Naturally, losing a project like that raises questions about planning, readiness, and administrative competence. It also raises a more embarrassing question: how many times can a government praise digital transformation before someone checks whether it actually happened?
Small Tourism Businesses Are Once Again Asked To Trust A System That Keeps Moving The Goalposts
The parliamentary text places strong emphasis on the effect these failures have on small and medium-sized tourism businesses, which are usually the first to hear grand speeches about support and the last to see functioning systems.
The MPs write:
“The exclusion or delay of such a project is not merely a technical setback, but deprives small and medium-sized tourism businesses of a necessary tool for simplifying procedures, predictability, and fair supervision.”
That point matters. When digital infrastructure fails, the burden does not float harmlessly in the abstract. It lands on the businesses that must navigate bureaucracy, delays, inconsistent controls, and a state that still manages tourism policy as though paper folders were a long-term innovation.
The same parliamentary intervention also highlights serious concerns about the programme supporting diving and underwater tourism, in which significant investor interest was reportedly met not with efficiency but with a familiar Greek administrative approach marked by delays, amendments, deadline extensions, and budget reductions.
The question states:
“Delays in evaluation, the need for repeated amendments, deadline extensions, and reductions in the initial budget raise concerns about the possibility of timely completion of projects and full absorption of Recovery Fund resources.”
So the concern is not merely that things are moving slowly. The concern is that they may not be completed in time at all, which is a rather unfortunate flaw for projects financed by a mechanism built around deadlines, milestones, and measurable delivery rather than inspirational press releases.
The Recovery Fund Is Not Designed For Endless Administrative Improvisation
The MPs underline that the Recovery Fund operates under strict timelines, binding milestones, and specific targets, which makes delay more than a bureaucratic inconvenience.

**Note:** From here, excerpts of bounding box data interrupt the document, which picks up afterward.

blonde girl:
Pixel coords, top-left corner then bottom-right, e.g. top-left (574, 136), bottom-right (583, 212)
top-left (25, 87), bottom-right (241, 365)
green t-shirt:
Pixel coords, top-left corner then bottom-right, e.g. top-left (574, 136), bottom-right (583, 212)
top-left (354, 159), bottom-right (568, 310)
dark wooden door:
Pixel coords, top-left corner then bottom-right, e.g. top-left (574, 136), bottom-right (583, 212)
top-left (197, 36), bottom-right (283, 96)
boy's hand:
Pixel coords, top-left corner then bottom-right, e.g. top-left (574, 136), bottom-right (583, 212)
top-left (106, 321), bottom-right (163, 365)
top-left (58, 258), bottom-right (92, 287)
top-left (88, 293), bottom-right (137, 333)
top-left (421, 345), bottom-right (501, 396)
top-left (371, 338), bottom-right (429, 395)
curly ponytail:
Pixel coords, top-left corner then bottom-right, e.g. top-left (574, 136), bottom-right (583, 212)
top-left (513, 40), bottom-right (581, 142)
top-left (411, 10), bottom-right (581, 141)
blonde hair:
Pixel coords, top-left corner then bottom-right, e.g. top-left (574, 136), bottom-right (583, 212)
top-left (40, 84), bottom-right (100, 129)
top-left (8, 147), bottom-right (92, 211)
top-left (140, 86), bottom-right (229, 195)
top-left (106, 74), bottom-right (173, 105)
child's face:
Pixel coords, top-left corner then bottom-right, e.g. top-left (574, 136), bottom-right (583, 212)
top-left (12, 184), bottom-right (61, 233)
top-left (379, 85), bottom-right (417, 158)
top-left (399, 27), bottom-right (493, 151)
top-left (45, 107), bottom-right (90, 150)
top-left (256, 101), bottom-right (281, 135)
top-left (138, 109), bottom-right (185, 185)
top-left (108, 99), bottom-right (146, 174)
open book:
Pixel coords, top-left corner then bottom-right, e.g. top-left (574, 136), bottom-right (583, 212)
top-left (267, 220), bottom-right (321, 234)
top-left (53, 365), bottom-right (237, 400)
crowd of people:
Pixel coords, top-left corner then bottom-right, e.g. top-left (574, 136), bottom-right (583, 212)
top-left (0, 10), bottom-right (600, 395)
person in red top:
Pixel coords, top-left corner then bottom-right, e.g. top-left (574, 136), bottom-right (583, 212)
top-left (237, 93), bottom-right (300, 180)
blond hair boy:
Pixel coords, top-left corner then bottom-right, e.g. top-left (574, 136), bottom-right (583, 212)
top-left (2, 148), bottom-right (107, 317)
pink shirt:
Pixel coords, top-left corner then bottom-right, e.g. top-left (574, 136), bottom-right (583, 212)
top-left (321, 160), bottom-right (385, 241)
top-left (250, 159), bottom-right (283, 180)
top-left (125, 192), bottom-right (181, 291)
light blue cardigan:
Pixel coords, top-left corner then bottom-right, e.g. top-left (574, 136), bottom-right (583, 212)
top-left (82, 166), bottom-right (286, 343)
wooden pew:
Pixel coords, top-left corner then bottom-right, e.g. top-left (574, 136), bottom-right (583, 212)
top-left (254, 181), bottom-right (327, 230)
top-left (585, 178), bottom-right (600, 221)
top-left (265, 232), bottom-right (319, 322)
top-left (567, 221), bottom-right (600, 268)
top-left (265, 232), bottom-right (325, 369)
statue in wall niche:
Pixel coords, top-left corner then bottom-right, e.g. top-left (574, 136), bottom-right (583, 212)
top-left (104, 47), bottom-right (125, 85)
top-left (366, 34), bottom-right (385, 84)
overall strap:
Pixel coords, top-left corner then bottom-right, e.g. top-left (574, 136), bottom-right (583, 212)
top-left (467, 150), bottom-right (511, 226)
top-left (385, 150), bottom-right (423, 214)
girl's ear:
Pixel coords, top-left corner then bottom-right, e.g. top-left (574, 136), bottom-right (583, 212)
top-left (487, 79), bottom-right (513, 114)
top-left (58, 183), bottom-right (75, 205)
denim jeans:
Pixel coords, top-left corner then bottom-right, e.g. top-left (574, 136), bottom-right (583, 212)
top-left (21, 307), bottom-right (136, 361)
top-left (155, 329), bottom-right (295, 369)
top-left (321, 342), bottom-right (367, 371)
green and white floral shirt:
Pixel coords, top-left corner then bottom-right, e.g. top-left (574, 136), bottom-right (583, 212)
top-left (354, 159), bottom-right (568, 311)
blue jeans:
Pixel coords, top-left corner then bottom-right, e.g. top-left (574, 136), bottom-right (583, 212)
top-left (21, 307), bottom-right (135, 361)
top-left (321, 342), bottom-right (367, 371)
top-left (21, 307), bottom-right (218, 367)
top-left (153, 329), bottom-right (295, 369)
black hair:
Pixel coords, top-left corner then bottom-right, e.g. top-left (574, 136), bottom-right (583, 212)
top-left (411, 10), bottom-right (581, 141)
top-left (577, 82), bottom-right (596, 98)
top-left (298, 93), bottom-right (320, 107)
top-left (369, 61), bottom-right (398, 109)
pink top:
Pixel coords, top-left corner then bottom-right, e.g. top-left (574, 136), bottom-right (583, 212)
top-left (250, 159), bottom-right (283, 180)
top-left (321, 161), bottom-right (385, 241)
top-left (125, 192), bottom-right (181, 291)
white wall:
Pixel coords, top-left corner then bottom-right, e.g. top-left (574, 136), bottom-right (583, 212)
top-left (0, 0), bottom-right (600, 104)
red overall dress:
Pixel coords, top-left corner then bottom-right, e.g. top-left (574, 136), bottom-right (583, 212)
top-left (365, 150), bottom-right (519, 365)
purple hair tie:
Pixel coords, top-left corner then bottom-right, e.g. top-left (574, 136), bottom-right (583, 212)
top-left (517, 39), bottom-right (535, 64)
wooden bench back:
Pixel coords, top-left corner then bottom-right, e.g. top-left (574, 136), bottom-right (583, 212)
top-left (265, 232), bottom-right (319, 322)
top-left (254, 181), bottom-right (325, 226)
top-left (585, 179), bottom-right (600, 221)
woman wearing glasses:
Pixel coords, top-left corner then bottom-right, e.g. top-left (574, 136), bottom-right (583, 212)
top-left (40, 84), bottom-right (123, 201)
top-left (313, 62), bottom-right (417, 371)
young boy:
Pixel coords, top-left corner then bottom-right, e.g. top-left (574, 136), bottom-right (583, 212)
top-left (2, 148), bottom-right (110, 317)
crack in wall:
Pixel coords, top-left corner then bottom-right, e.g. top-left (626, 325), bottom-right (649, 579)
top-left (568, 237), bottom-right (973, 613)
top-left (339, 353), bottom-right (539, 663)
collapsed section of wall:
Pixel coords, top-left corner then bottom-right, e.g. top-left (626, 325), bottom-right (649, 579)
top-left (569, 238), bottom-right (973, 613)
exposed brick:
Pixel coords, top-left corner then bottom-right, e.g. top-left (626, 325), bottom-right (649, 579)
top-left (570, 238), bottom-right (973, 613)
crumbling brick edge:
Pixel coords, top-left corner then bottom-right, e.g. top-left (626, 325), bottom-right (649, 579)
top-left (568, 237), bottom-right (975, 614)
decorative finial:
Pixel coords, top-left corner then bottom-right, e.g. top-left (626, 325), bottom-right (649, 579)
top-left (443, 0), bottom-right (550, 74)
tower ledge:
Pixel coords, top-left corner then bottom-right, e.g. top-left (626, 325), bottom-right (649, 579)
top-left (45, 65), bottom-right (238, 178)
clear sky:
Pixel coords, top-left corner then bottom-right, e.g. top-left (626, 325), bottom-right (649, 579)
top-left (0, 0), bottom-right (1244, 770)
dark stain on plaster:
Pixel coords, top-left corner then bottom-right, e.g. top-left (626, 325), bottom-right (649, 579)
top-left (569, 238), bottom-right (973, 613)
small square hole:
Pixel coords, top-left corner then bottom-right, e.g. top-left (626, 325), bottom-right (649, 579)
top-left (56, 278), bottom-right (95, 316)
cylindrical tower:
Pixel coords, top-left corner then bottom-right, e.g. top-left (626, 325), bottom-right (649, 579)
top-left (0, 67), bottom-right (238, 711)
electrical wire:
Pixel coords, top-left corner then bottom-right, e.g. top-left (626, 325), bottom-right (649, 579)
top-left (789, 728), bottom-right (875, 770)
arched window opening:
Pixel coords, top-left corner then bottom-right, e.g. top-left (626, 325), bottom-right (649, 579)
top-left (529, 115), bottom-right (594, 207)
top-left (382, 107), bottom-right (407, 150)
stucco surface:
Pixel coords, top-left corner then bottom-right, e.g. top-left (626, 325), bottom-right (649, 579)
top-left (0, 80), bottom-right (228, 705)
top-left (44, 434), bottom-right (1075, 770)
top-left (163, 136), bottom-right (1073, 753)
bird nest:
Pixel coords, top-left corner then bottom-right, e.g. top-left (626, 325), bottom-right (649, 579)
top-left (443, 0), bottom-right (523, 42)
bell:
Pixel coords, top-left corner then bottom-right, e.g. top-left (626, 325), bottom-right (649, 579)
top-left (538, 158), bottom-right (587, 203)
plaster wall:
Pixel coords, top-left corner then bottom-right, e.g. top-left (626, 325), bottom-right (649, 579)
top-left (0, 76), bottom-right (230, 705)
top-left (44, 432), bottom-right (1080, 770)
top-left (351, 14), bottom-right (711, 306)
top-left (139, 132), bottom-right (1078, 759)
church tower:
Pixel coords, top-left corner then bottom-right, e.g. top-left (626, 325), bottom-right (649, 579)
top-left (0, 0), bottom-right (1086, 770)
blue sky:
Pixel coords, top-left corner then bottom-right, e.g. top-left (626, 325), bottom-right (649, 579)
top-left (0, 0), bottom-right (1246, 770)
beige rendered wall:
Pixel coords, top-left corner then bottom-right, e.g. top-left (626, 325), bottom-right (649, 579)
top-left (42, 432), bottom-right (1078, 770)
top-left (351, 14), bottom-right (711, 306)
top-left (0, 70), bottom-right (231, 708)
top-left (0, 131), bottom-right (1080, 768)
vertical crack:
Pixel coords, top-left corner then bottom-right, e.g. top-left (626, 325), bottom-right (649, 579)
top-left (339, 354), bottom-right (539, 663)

As the parliamentary text warns:
“The Recovery Fund operates with strict timetables, binding milestones, and specific targets. The exclusion of projects, delays in implementation, or failure to achieve the planned indicators are not simply administrative malfunctions, but may lead to the loss of valuable resources for the country.”
This is the part where the discussion stops being technical and starts becoming political. Recovery Fund money is not a decorative European accessory. It is supposed to finance actual upgrades. When projects stall, shrink, or disappear, the damage is not limited to one ministry’s spreadsheet. It creates developmental gaps, harms investor confidence, and leaves businesses stranded after they have already planned around promised funding tools.
The MPs make that point explicitly, warning that delays and removals do not amount only to administrative weakness but create uncertainty and financial strain for firms that are central to regional development.
They also include one of the sharpest lines in the entire intervention:
“We cannot talk about upgrading the tourism product, about transitioning to a more sustainable and higher-quality model, when the institutional and digital infrastructures themselves remain incomplete.”
Exactly. A ministry cannot keep lecturing the market about sustainability, quality, and modernisation while its own institutional and digital foundations remain unfinished. At some point, the slogan collapses under the weight of its own paperwork.